Personal information
- Born: March 18, 2007 (age 19)
- Listed height: 5 ft 10 in (1.78 m)
- Listed weight: 182 lb (83 kg)

Career information
- High school: Venice (Venice, Florida)
- College: Ole Miss (2025); LSU (2026–present);
- Stats at ESPN

= Winston Watkins Jr. =

American football player (born 2007)

Winston Lance Watkins Jr. (born March 18, 2007) is an American college football wide receiver for the LSU Tigers. He previously played for the Ole Miss Rebels.

==Early life==
Watkins attended IMG Academy in Bradenton, Florida, from his freshman year to midway through his junior year when he transferred to First Baptist Academy in Naples, Florida. For his senior year he attended Venice High School in Venice, Florida. He had 61 receptions for 1,170 yards with 13 touchdowns his junior year and 78 receptions for 1,011 yards with 17 touchdowns his senior year. Watkins was selected to play in the 2025 All-American Bowl.
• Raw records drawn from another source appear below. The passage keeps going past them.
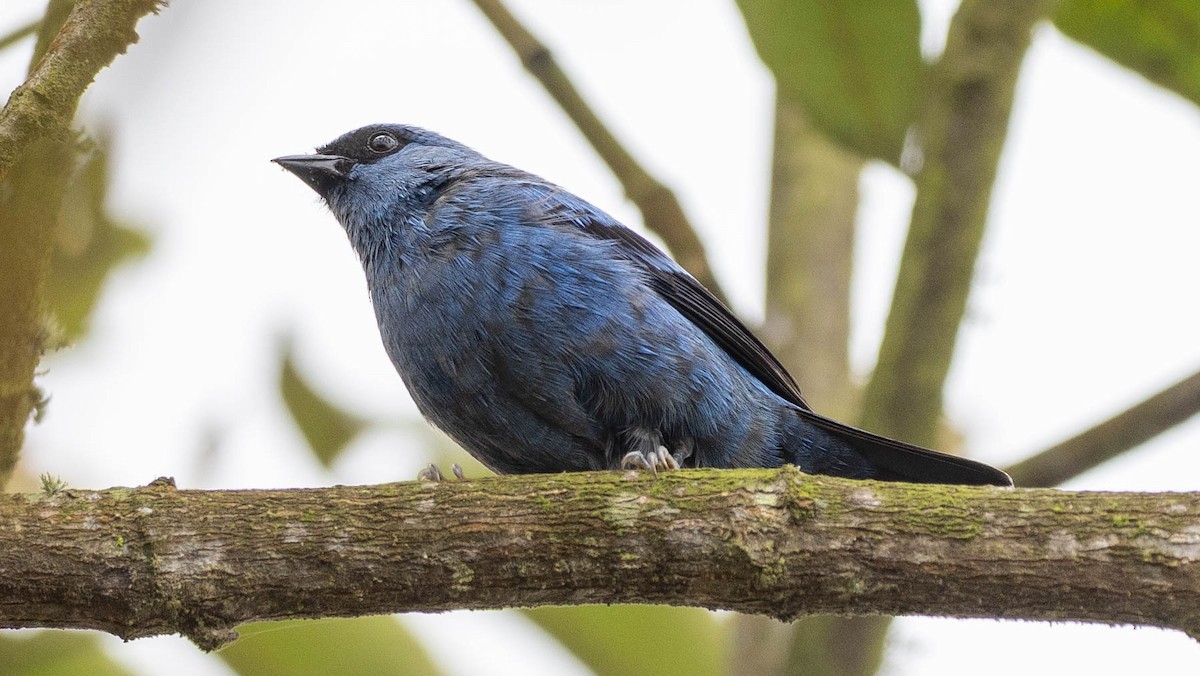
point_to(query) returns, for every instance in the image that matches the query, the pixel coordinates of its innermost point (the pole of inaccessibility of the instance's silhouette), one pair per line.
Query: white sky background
(1085, 300)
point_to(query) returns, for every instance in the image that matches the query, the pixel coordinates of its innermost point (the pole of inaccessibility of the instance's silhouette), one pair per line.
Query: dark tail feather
(898, 461)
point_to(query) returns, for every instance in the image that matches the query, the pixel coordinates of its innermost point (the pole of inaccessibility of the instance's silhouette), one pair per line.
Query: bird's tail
(899, 461)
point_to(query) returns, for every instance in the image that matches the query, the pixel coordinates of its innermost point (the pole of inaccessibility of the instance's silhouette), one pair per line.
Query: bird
(544, 335)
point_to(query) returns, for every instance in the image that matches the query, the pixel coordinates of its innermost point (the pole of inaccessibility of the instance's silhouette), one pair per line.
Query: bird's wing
(675, 285)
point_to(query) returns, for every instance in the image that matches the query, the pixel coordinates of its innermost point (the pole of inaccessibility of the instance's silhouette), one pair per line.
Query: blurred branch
(37, 154)
(814, 199)
(19, 34)
(29, 204)
(155, 560)
(43, 106)
(660, 210)
(961, 130)
(810, 249)
(1111, 437)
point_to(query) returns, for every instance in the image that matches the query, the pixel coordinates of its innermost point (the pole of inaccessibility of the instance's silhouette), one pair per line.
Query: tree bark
(138, 562)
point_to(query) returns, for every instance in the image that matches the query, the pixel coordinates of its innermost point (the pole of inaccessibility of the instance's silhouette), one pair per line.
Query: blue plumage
(545, 336)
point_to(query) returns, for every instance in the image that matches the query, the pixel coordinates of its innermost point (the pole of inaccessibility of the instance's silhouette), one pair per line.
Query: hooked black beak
(321, 172)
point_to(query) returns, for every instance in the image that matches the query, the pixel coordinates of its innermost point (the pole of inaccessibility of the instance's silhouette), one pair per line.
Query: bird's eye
(383, 142)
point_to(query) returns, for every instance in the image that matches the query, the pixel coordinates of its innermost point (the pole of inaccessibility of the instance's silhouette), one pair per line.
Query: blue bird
(545, 336)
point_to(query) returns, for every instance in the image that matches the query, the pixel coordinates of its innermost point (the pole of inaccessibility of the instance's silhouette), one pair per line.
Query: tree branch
(961, 130)
(1128, 429)
(660, 210)
(43, 106)
(138, 562)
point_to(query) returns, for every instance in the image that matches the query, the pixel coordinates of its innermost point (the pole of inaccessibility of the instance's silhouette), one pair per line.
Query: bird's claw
(653, 460)
(433, 473)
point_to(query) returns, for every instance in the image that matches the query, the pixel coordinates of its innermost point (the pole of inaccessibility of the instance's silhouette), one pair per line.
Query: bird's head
(379, 177)
(377, 161)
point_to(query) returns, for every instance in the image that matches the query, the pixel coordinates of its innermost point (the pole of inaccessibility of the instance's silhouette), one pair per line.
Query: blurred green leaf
(89, 245)
(619, 640)
(375, 645)
(853, 65)
(53, 653)
(1158, 39)
(327, 426)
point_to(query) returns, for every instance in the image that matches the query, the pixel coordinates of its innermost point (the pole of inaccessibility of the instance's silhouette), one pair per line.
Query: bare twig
(660, 209)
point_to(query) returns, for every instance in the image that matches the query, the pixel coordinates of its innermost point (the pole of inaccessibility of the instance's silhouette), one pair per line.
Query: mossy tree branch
(155, 560)
(660, 209)
(94, 34)
(37, 153)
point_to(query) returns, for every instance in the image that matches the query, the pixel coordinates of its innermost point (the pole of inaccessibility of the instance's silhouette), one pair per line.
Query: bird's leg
(433, 473)
(647, 452)
(682, 452)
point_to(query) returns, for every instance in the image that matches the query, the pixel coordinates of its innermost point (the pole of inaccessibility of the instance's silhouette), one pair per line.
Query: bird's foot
(652, 460)
(433, 473)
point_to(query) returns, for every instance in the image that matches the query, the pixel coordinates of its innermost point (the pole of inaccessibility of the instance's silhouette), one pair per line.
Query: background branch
(960, 131)
(1126, 430)
(43, 106)
(660, 209)
(148, 561)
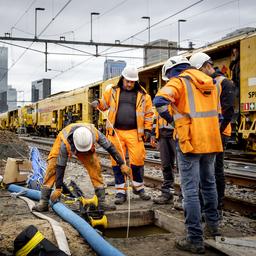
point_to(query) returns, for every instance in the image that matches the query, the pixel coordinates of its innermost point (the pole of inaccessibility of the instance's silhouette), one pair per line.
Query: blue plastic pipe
(99, 245)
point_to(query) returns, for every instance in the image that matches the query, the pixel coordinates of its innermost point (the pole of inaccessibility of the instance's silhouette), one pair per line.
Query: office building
(11, 98)
(40, 89)
(113, 68)
(3, 78)
(152, 56)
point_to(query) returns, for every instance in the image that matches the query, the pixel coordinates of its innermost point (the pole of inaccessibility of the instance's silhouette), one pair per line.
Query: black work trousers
(167, 156)
(219, 172)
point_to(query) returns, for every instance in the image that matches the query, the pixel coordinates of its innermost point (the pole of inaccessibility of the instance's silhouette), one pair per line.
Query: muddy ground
(15, 217)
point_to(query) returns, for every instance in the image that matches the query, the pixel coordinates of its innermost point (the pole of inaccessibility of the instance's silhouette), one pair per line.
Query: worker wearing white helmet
(226, 94)
(130, 113)
(192, 96)
(77, 139)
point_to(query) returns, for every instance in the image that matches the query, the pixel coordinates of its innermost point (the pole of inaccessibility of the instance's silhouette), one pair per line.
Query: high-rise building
(152, 56)
(40, 89)
(113, 68)
(3, 78)
(11, 98)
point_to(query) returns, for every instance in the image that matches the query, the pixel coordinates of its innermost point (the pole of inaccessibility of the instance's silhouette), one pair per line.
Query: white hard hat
(198, 59)
(130, 73)
(82, 137)
(172, 62)
(108, 87)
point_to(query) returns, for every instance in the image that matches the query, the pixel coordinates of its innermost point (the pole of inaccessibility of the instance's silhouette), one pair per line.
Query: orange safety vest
(195, 111)
(144, 112)
(63, 135)
(219, 80)
(161, 123)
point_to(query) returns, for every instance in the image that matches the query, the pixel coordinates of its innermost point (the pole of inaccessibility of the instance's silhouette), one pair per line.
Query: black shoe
(220, 212)
(211, 231)
(120, 198)
(142, 194)
(164, 199)
(186, 245)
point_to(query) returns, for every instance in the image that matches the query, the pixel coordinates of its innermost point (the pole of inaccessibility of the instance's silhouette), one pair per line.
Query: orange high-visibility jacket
(160, 123)
(218, 84)
(195, 111)
(63, 135)
(144, 112)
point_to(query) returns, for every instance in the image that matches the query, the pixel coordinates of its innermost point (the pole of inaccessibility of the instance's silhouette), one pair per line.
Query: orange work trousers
(129, 140)
(89, 160)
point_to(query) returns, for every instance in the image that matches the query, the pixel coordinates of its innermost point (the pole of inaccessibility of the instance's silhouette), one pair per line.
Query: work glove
(126, 170)
(95, 103)
(153, 141)
(147, 135)
(55, 196)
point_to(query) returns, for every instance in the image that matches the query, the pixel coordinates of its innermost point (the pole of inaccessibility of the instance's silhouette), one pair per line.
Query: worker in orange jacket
(77, 139)
(130, 114)
(226, 94)
(194, 109)
(162, 133)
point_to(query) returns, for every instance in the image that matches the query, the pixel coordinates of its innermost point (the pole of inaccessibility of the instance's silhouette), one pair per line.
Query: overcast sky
(207, 21)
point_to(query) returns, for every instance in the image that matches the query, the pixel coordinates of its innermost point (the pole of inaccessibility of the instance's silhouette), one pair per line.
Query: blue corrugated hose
(99, 245)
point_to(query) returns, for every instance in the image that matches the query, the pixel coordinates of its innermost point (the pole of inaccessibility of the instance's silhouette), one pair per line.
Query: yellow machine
(50, 115)
(4, 124)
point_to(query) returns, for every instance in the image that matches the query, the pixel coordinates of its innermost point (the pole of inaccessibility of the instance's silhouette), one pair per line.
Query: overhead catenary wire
(180, 11)
(23, 53)
(26, 11)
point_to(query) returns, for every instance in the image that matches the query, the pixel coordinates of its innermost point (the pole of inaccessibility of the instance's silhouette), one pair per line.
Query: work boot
(220, 212)
(211, 231)
(142, 194)
(43, 204)
(103, 205)
(120, 198)
(164, 198)
(185, 245)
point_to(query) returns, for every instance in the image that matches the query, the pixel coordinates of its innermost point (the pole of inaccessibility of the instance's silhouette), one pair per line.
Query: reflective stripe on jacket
(63, 135)
(144, 112)
(160, 123)
(195, 107)
(219, 80)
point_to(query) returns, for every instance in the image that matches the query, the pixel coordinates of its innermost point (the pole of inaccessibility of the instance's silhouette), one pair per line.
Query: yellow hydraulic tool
(103, 222)
(91, 201)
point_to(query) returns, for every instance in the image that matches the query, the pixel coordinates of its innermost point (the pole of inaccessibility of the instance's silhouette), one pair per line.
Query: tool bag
(32, 243)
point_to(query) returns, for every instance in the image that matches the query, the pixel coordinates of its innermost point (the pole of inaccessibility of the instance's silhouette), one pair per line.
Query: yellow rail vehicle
(4, 124)
(52, 114)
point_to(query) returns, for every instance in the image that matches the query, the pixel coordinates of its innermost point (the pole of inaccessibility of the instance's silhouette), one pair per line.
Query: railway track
(241, 176)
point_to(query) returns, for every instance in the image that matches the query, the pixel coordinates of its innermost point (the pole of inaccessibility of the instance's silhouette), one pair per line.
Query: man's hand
(55, 196)
(147, 135)
(95, 103)
(126, 170)
(153, 141)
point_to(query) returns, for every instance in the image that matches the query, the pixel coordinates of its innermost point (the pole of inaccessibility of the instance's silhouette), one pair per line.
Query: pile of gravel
(12, 146)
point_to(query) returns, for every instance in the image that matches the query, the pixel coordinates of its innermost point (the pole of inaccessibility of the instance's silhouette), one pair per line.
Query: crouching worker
(77, 139)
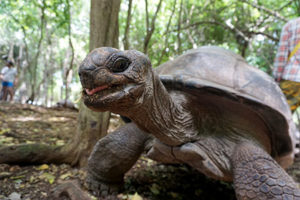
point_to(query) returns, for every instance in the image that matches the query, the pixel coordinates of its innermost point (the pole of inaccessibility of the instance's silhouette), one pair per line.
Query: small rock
(14, 196)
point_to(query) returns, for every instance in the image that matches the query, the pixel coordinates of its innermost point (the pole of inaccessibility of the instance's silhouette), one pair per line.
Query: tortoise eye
(120, 64)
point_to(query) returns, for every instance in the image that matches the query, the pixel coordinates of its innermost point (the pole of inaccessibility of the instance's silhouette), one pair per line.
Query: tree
(91, 125)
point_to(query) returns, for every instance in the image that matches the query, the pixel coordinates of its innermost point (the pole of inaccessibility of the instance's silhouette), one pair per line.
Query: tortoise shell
(222, 73)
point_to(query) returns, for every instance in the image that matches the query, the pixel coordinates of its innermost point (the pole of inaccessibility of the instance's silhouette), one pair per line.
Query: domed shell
(225, 73)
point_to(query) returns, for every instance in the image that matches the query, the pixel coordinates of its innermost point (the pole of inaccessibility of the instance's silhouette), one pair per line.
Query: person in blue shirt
(8, 76)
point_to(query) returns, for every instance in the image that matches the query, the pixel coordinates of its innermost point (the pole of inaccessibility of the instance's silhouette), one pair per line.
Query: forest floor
(147, 180)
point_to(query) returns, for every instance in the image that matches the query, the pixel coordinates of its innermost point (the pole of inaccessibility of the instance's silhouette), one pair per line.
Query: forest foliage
(47, 39)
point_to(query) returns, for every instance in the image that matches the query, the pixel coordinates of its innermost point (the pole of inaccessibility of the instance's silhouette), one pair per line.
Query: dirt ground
(146, 180)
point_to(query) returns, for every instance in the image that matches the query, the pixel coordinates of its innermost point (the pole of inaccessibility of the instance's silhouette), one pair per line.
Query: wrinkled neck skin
(163, 114)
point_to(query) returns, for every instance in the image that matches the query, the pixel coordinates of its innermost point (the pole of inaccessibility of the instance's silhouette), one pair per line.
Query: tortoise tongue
(97, 89)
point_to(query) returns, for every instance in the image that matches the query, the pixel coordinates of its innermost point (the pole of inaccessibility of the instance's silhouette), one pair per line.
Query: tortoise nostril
(85, 70)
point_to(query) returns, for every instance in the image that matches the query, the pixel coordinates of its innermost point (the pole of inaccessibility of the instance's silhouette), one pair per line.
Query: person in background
(8, 75)
(287, 63)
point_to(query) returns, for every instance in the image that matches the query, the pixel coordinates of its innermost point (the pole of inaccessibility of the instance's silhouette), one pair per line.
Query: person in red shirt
(287, 63)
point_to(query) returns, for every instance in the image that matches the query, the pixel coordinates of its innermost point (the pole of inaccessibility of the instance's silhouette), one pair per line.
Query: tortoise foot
(70, 189)
(257, 176)
(103, 189)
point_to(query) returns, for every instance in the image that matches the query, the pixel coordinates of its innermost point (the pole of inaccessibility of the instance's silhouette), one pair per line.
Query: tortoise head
(114, 80)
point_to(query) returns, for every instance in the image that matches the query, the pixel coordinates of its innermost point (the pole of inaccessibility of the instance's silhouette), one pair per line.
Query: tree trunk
(91, 125)
(126, 34)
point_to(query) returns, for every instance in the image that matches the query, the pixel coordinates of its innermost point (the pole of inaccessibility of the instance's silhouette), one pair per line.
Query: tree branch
(271, 12)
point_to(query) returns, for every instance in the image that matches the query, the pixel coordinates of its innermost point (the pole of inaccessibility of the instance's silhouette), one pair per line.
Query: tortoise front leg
(257, 176)
(112, 157)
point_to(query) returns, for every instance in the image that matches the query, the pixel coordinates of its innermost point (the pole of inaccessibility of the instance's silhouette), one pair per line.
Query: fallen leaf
(6, 130)
(64, 176)
(154, 189)
(136, 196)
(49, 177)
(43, 167)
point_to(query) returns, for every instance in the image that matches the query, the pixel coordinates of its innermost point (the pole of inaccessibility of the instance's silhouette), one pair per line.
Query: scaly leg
(112, 157)
(257, 176)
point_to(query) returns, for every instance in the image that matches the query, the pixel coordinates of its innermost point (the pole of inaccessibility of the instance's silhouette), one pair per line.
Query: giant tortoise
(207, 108)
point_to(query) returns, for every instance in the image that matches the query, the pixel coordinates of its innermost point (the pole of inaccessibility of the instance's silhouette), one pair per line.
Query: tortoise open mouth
(97, 89)
(102, 91)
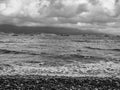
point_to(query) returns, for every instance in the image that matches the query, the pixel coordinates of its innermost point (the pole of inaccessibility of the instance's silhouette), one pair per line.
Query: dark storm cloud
(38, 12)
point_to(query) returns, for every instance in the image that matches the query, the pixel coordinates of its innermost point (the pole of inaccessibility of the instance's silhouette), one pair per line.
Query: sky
(101, 14)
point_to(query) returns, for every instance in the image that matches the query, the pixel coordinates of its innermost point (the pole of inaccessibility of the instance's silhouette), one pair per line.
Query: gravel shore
(58, 83)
He originally committed to play college football at the University of Colorado Boulder before flipping to the University of Mississippi.

==College career==
===Ole Miss===
Watkins earned playing time during his true freshman year at Ole Miss in 2025.

On January 9, 2026, Watkins announced that he would enter the transfer portal.

===LSU===
On January 11, 2026, Watkins announced that he would transfer to LSU.

==Personal life==
His cousins, Sammy Watkins, Austin Watkins and Jaylen Watkins, played in the National Football League (NFL).